Earlier in 2021, May
precisely, staff of the Marketing and Corporate Communications department had
donated SPARK-branded umbrellas, tables, chairs and cash in support of small
businesses. These small businesses were being run by petty traders around
FirstBank head office (Samuel Asabia House) and
an annex (Elephant House) in Lagos Island.
Staff of the Compliance
department of the bank had chosen educational support as their project. The
beneficiaries were students of Gbara Community Secondary School, Jakande, Lagos
State. The students received mathematics and English language textbooks – the
two compulsory subjects. This intervention was in June 2021. And in September
2021, staff of the Human Capital and Management Development department (HCMD)
stormed the Makoko community in Lagos. Widows and aged women were the target.

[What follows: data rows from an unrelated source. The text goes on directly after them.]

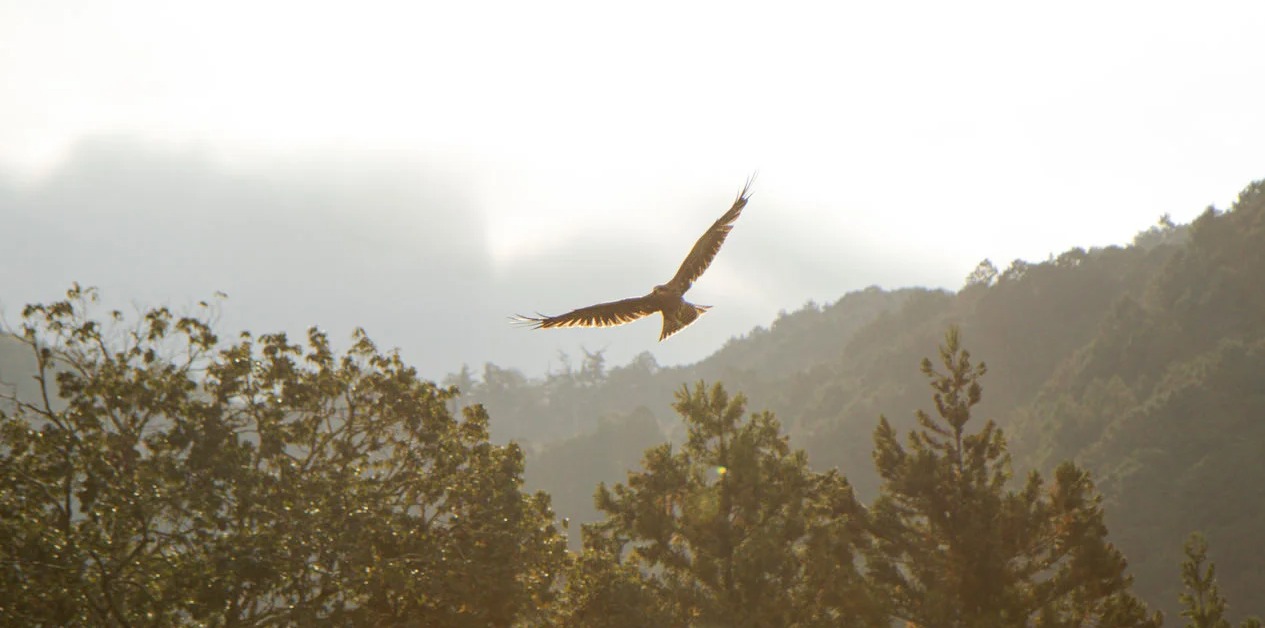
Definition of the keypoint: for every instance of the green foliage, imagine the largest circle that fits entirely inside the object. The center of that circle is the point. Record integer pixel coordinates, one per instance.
(180, 480)
(1202, 602)
(955, 547)
(733, 529)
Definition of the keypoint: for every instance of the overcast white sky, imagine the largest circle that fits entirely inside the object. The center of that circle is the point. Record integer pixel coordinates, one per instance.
(426, 169)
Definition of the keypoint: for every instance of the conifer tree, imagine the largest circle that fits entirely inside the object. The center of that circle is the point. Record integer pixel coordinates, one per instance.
(734, 529)
(1203, 604)
(956, 547)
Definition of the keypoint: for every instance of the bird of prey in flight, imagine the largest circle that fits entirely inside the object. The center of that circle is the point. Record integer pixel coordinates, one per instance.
(666, 299)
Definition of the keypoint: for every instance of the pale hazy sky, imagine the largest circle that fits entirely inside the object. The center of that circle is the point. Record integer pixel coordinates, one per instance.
(433, 167)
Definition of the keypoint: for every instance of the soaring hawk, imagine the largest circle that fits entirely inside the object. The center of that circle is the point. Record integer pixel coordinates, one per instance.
(666, 299)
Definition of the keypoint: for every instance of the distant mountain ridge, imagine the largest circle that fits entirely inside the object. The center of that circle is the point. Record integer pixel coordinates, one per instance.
(1142, 362)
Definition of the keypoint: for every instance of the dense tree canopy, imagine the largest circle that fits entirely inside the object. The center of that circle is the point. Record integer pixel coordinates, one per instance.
(161, 477)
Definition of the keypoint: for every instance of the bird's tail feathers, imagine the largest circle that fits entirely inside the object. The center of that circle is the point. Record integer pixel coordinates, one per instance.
(679, 319)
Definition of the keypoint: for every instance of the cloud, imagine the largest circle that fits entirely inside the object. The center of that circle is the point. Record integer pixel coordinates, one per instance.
(400, 243)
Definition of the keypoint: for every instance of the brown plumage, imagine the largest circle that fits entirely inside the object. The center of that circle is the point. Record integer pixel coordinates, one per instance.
(667, 299)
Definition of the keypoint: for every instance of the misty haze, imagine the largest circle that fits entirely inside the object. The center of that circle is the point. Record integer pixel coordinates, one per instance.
(982, 345)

They received a large donation of food items and toiletries from the HCMD team.
The multi-million-naira
projects by members of staff of the seven executing directorates and
departments saw the staff committing about 10,000 volunteering hours, which
value cannot be quantified in monetary terms. The projects directly impacted
about 4,500 people across Nigeria’s 6 geopolitical regions. Many more thousands
were indirectly impacted by the projects.
While the bank maintains
its stance of not contributing to support any of the departmental efforts, it
understands the need to spur staff to continue to champion and pursue worthy
causes. So, the CEO’s Office matches the value from the directorate with the
highest contributions. The November 2021 efforts of the staff of the Risk
Management directorate put them in pole position to receive the matching grant,
which the directorate will expend in execution of another project in this new
year.
Demonstrating a true
heart of service to humanity, the executive leadership of all the implementing
directorates joined their team members to volunteer in the schools and homes
visited.
And as the euphoria of
the new year wanes and people begin serious efforts to make a success of 2022,
staff of FirstBank are already raring to go. They kick off new rounds of
implementing, by department, self-determined and -funded initiatives in
underprivileged communities around them.
The Finance directorate
will seek to set the tone for other directorates or departments as its staff
embark on their own project this February. Technology and Services department
will follow in March and give way to Corporate Transformation in April. May will
see Customer Experience and Value Management (CEVM) in action.
Staff of Retail and
Commercial Banking (Lagos and West) will take their turn in June ahead of
Retail and Commercial Banking (North) in July. Then in August, the Corporate
Responsibility and Sustainability (CR&S) Week will hold. This is a full
week of community-impacting activities funded by the Bank.
Departmental
interventions will resume in September with Retail and Commercial Banking
(South), followed closely by Internal Audit in October. Staff of Public Sector
Group will take over in November while staff of Treasury and Financial
Institutions will seek to close the year on a high when they execute their
project in December.
The line-up of FirstBank
directorates/departments set to take turns in 2022 to execute their own
initiated and funded projects looks really promising. Benefitting communities
in 2022 are likely to see more robust engagement by FirstBank departmental
staff and more impactful projects. For anyone wondering what this could mean,
they should endeavour to multiply by any figure above 1 (one) the visible
impact of the projects they see in the videos on this link https://www.firstbanknigeria.com/home/impact/crs-week/. They will not see any
project in 2022, when the kindness revolution is set to go notches higher, that
is less impactful than its 2021 version.